The Upper Lachen Valley, following a heavy snow fall during our visit.
The upper part of main valley was crisscrossed by ancient moraines on which Rhododendron campanulatum ssp. aeruginosum had formed enormous colonies, and scattered in the shelter of the rhododendrons, were alpines like Fritillaria cirrhosa, Rhodiola fastigiata, Gentiana stylophora (a giant gentian with enormous bell-like yellow blossoms) and Meconopsis paniculata (syn. M. nepaulensis) in its yellow form. Rhododendron setosum turned the mountainsides an ochre hue, with its autumnal aromatic foliage. Its bedfellows included the equally aromatic Rhododendron anthopogon, Cassiope fastigiata, Juniperus pseudosabina (all burned as incense in local monasteries) and Berberis angulosa.

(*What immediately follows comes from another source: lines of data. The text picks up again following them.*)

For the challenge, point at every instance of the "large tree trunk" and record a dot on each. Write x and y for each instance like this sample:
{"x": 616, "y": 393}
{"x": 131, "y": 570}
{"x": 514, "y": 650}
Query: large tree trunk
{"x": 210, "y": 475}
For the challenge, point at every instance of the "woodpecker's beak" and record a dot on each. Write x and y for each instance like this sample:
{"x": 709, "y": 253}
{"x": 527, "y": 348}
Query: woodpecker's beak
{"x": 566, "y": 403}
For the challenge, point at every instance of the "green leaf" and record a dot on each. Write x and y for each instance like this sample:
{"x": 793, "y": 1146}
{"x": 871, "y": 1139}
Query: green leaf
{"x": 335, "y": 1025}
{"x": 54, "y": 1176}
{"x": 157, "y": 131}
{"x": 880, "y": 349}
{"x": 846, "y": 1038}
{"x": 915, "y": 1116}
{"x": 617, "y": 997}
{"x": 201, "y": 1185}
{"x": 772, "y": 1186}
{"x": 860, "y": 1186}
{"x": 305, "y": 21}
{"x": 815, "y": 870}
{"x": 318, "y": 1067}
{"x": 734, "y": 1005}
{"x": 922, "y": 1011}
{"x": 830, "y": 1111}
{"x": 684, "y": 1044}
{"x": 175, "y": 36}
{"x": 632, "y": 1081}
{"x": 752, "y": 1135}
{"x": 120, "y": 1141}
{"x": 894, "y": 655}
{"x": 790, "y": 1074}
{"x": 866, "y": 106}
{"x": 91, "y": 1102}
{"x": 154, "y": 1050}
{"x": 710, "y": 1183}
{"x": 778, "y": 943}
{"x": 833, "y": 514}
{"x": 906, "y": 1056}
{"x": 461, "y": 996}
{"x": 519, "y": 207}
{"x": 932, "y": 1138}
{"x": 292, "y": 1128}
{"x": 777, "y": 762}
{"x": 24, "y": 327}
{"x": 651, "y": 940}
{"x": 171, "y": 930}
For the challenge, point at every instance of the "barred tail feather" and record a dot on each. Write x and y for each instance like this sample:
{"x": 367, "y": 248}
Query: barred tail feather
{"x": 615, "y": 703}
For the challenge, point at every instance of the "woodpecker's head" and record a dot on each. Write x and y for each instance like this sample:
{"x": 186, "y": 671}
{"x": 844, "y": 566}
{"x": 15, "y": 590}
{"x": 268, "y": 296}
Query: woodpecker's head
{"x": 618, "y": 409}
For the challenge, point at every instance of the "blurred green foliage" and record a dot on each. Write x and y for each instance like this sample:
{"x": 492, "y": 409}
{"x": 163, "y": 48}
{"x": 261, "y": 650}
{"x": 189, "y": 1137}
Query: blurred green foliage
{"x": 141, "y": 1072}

The latter was introduced to cultivation by Colonel Charles Ball-Acton (1830-1897), an Irish soldier who sent seeds from his base in Kashmir, to his brother, Thomas Acton at Kilmacurragh, who first flowered it in 1888.This widespread barberry was common in the Chopta Valley, where it had assumed a fiery-orange autumnal hue and I departed the area pleased to see a ‘Kilmacurragh plant’ thriving in its native Himalayan home.
Our journey through India ultimately took is to the wonderful Taj Mahal at Agra, built in the 17th century using white marble carried on the backs of elephants from Rajasthan over 450 miles away. Persian flowers like the crown imperial, iris, poppy, lilies, narcissus and tulips are beautifully carved into the marble, while inside the mausoleum familiar garden flowers like chrysanthemums are created using inlaid semiprecious stones gathered from across Asia. The Taj Mahal is undoubtedly the most sublimely beautiful building in the world, we strolled through its Mughal gardens at dawn, through exotic tropical trees, as the rising sun lit the white marble an amber-pink hue. India – incredible India!
The sun setting over a stupa on the summit of Tonglu with Nepal in the background.
This article first appeared in Garden Heaven, 2014.